I started my career as a scientist, originally a microbiologist who specialized in the food industry and transitioned to academia. I spent 25 years at the University of British Columbia (UBC) as a professor of Food Science, specializing in Food Processing. It was there where I developed EnWave’s Radiant Energy Vacuum (REV) technology, a form of vacuum drying that utilizes microwave energy for rapid, economical dehydration at low temperatures.
What do you like most about your job?
The thrill of being at the forefront of new innovation is exhilarating. Also, working as part of a team that uses technology to bring products to market, especially food products, is satisfying. I love the process of successfully advancing a concept to an actual commercial product being sold to consumers.

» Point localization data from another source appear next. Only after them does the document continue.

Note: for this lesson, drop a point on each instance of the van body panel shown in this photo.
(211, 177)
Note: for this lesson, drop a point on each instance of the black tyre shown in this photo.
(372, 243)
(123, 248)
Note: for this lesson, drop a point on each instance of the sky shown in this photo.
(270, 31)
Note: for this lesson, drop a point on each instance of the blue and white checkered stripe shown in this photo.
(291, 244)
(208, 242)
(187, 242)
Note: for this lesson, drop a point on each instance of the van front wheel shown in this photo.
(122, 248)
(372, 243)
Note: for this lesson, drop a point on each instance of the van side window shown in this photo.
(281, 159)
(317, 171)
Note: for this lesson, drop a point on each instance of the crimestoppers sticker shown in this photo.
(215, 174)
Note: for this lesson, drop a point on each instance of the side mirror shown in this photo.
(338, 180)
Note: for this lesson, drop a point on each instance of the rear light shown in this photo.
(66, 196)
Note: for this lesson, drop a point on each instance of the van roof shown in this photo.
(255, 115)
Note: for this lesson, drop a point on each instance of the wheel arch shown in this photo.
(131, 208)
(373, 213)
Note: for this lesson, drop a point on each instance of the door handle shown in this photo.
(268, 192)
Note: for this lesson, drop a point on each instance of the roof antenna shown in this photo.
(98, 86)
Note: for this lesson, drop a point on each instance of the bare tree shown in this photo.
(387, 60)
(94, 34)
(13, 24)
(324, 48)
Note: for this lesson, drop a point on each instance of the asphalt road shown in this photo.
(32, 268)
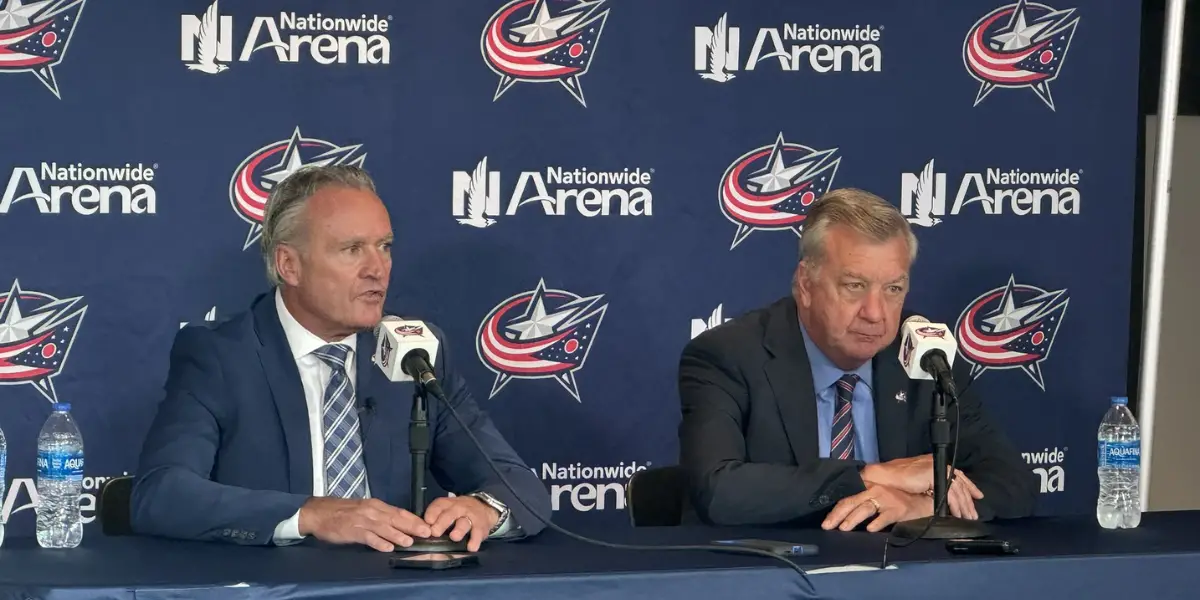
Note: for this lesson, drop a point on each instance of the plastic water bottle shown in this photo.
(1119, 465)
(59, 480)
(4, 461)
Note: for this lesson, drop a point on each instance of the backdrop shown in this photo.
(637, 169)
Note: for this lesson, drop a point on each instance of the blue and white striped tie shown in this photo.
(841, 445)
(346, 473)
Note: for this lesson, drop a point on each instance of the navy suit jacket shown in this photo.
(228, 455)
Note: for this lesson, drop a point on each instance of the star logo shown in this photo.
(772, 187)
(527, 41)
(540, 334)
(258, 174)
(1011, 327)
(36, 334)
(1021, 45)
(34, 37)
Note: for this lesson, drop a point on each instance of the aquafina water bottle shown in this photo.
(1119, 467)
(59, 480)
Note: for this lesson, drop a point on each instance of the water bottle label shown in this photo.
(1120, 454)
(57, 466)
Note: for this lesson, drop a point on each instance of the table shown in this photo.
(1061, 558)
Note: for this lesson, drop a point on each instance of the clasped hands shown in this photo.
(383, 527)
(898, 491)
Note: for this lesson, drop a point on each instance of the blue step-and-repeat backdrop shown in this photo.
(642, 167)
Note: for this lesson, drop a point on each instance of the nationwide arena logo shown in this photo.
(267, 167)
(36, 334)
(207, 40)
(528, 41)
(541, 334)
(1021, 45)
(717, 52)
(34, 37)
(772, 187)
(1011, 327)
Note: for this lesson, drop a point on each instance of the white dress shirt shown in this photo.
(315, 375)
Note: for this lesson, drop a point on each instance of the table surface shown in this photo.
(130, 563)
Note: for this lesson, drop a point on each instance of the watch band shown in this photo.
(486, 498)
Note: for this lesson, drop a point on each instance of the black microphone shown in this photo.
(417, 346)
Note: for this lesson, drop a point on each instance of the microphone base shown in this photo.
(439, 544)
(943, 528)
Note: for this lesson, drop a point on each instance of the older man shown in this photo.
(799, 413)
(267, 435)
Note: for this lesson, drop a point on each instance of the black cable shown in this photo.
(732, 550)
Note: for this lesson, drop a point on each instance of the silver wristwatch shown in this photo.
(486, 498)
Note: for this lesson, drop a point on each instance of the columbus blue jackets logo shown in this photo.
(36, 334)
(537, 41)
(1021, 45)
(1012, 327)
(772, 187)
(34, 37)
(267, 167)
(541, 334)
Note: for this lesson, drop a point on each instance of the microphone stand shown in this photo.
(941, 526)
(419, 447)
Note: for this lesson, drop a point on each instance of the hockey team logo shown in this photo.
(576, 191)
(715, 318)
(36, 334)
(541, 334)
(995, 191)
(207, 41)
(34, 37)
(1012, 327)
(527, 41)
(267, 167)
(1021, 45)
(821, 49)
(772, 187)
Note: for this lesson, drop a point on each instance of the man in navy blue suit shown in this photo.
(276, 425)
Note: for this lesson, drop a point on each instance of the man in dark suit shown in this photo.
(799, 413)
(277, 426)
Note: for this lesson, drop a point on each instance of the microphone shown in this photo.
(928, 352)
(417, 347)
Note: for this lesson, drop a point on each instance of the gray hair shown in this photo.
(283, 217)
(862, 211)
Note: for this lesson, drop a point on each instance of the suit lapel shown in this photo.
(891, 414)
(376, 436)
(791, 379)
(283, 379)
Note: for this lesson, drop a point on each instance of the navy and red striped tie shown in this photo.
(841, 445)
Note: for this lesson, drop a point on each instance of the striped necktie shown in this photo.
(345, 469)
(841, 445)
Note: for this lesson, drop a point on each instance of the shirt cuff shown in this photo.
(288, 532)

What's the hardest thing about your job?
I find human resource issues the most challenging. As with any company, personnel issues can cause unforeseen obstacles, but those obstacles can always be overcome.
Is there such a thing as a typical day for you?
I usually start my work day by responding to emails and fielding enquiries for the first few hours. That is followed by scheduled meetings with one or more of the directors who report to me. I typically conduct a number of conference calls with customers. EnWave does a lot of product development work for its customers. If I’m lucky I get to spend an hour or two in the lab or pilot plant contributing to the development of our latest products.
What advice would you give people interested in a job in your field?
Find a way to work with other motivated and intelligent people in the field that interests you; even if the pay is miserable.
If you could have one 'do-over' in your career, what would that be?
In hindsight some of the challenges that were met could have been met far sooner if a few short cuts had been found, but basically I am happy with my career progress to date.
Has working in the food industry made you watch your diet more carefully?
At UBC I worked with many nutritionists and food safety scientists, who taught me what to worry about and what not to worry about. Often the ‘hot button’ food issues that are reported in the mainstream media are not likely to benefit you greatly or bring you grief. I consume a balanced diet, watch my weight, exercise frequently and do my best to avoid food borne disease. I don’t make dietary decisions based on whether or not the food is organic, has been exposed to chemical toxins, or how far the food has travelled to my plate.
What do you see as the top trend in five years’ time?
Healthy or natural ‘grab and go’ food products will be one of the top trends in five years’ time. People in the western world will continue to be extremely busy, but they are becoming more and more conscious of what they are consuming and healthy ‘grab and go’ snack options, I think, will capitalize on these situational factors.